MCP: the protocol that became the USB of artificial intelligence
How Model Context Protocol went from an Anthropic project to the industry standard in 5 months. Architecture, why it works and how it changes AI-powered development.
Table of Contents
Before USB, every manufacturer had its own connector. Printers, cameras, keyboards — each device required a different cable and a specific driver. It worked, but it was a compatibility nightmare.
The world of AI tools was living the same problem until mid-2025. Each assistant (Claude, ChatGPT, Gemini, Copilot) had its own way of connecting external tools. If you created a plugin for Claude, it wouldn’t work in Cursor. If you built an integration for Copilot, it wouldn’t run in Windsurf.
Then MCP (Model Context Protocol) came along and changed everything.
From 100K to 8 million downloads in 5 months
MCP was launched by Anthropic as an open protocol for connecting language models to external tools. The idea was simple: define a standard contract so any tool could be used by any AI agent, without custom integration.
In November 2025, it had 100,000 npm downloads. By April 2026, it surpassed 8 million. Not because Anthropic forced adoption, but because the problem it solves is real and the solution is elegant.

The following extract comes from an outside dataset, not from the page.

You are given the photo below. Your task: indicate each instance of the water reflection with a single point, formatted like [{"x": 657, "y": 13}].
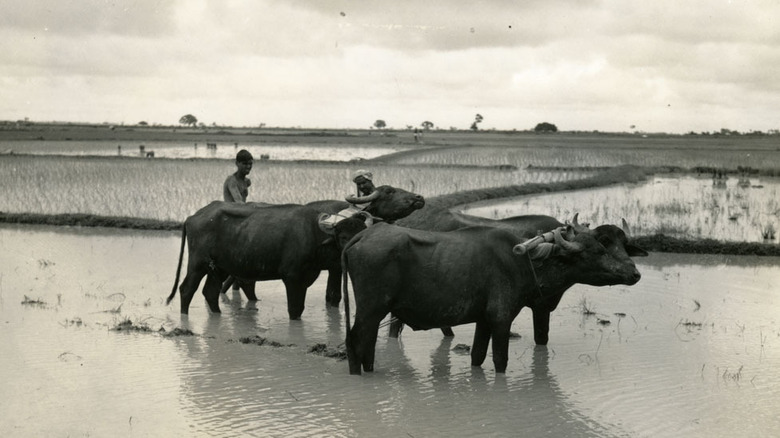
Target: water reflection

Today, all major AI agents support MCP: Claude Desktop, Claude Code, Cursor, Windsurf, Cline, OpenCode. Google adopted it for Gemini. Microsoft is integrating it into Copilot. And the number of available MCP servers already exceeds 10,000.
How it works (technically)
MCP defines three primitives:
Tools
Functions that the agent can call. Each tool has a name, a natural language description (which the model uses to decide when to call it), and a JSON schema for parameters.
{
"name": "search_code",
"description": "Search for code patterns across the repository",
"inputSchema": {
"type": "object",
"properties": {
"query": { "type": "string" },
"language": { "type": "string" }
},
"required": ["query"]
}
}
The model sees this description and autonomously decides when to call the tool, which parameters to pass and how to interpret the result. No hardcoding.
Resources
Data that the agent can read. Unlike tools, resources are passive — the agent pulls information when needed. Examples: file contents, query results, system state.
Prompts (templates)
Pre-defined templates that guide the agent in specific tasks. An MCP server can offer a “review-code” prompt that instructs the agent on how to do code review following the team’s conventions.
Transport
MCP supports two transport modes:
stdio: the server runs as a child process of the client. Communication via stdin/stdout. Ideal for local tools (file reading, git, terminal).
HTTP with SSE (Server-Sent Events): the server runs remotely. The client makes HTTP requests and receives events via SSE. Ideal for cloud services.
The transport choice is transparent to the model. It calls the same tool the same way, regardless of whether it runs locally or on a remote server.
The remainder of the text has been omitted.